72 MHz Cortex-M4 with 512 KB Flash — what it means for the BOM
The STM32F302VET6TR is a 32-bit ARM Cortex-M4 MCU from STMicroelectronics, clocked at 72 MHz with 512 KB of Flash program memory and 64 KB of RAM. It is built for real-time control applications — motor drives, digital power conversion, and industrial automation — where the DSP extensions and single-cycle MAC accelerate field-oriented control loops and sensor fusion without an external DSP. The 17-channel 12-bit ADC and single 12-bit DAC handle multi-phase current sensing and a single analog output, reducing external signal-chain components. Connectivity includes CAN, I2C, SPI, UART/USART, and USB, covering CANopen fieldbus, sensor buses, and debug/programming links on one chip. Operating from 2 V to 3.6 V and rated for -40°C to 85°C, this part fits industrial enclosures and outdoor telecom cabinets without active cooling. The 100-LQFP package (14x14 mm) provides 86 I/O lines for parallel sensor arrays or display interfaces.
Lifecycle reality — EOL hot, sourcing through independent channels
The STM32F302VET6TR is flagged EOL hot (end-of-life, last-time-buy phase). Production is winding down; the manufacturer's last-time-buy window may have closed or is closing. This part is not available through standard authorized-distributor channels in volume. We source it through independent and surplus distribution — quoted to order against an RFQ, with availability and current pricing confirmed at quote time. The base product number is STM32F302; pin-compatible density variants with different Flash sizes may still be active. Confirm the exact Flash/RAM fit before substituting.
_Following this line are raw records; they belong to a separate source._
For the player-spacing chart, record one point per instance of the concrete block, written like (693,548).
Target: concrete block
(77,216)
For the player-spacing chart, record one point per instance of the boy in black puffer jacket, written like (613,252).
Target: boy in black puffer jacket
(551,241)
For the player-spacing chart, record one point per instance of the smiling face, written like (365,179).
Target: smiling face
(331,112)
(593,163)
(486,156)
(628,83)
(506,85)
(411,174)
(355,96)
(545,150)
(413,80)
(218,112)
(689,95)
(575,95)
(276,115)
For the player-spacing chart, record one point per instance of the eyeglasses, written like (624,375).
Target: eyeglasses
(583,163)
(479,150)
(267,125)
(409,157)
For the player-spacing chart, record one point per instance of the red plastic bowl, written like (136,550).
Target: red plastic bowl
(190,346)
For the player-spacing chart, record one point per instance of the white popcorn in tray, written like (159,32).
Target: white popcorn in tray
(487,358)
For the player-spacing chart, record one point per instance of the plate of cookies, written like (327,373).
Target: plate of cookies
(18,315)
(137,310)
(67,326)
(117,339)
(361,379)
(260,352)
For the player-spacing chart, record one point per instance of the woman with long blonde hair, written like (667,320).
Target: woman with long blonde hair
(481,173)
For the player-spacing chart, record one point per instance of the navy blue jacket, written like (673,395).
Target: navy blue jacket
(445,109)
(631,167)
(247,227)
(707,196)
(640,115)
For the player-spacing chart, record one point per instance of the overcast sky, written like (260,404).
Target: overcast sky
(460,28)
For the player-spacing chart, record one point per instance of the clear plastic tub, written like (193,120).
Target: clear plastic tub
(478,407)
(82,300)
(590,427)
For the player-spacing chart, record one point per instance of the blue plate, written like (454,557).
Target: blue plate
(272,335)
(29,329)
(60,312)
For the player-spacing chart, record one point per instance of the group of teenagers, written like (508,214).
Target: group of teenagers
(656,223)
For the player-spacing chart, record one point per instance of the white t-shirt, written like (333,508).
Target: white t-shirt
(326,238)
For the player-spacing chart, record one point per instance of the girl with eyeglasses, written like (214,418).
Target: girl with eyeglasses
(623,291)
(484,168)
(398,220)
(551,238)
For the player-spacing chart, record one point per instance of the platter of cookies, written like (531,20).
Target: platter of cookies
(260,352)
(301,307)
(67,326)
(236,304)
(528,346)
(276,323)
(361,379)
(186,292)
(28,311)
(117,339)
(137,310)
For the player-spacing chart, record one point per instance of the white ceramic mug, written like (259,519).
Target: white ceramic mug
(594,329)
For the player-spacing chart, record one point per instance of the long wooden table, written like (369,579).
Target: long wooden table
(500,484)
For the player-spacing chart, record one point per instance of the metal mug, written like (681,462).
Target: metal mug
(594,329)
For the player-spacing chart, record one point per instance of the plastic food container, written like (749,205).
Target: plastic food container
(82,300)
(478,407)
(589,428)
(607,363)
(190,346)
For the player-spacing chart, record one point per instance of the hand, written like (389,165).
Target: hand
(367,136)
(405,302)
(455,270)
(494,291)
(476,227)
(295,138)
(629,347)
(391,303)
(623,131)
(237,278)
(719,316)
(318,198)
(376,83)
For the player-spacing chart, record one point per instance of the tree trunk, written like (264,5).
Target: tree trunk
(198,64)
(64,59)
What the 72 MHz and 512 KB Flash mean for your design
At 72 MHz, the Cortex-M4 delivers DSP extensions for motor control and CAN communication. The 512 KB Flash holds a motor-control stack plus bootloader; 64 KB RAM leaves headroom for data buffers.
Package and mounting — 100-LQFP, 14x14 mm
The 100-LQFP package (14x14 mm body) is surface-mount and reflow-solderable. The 86 I/O lines fan out to peripheral interfaces and GPIO.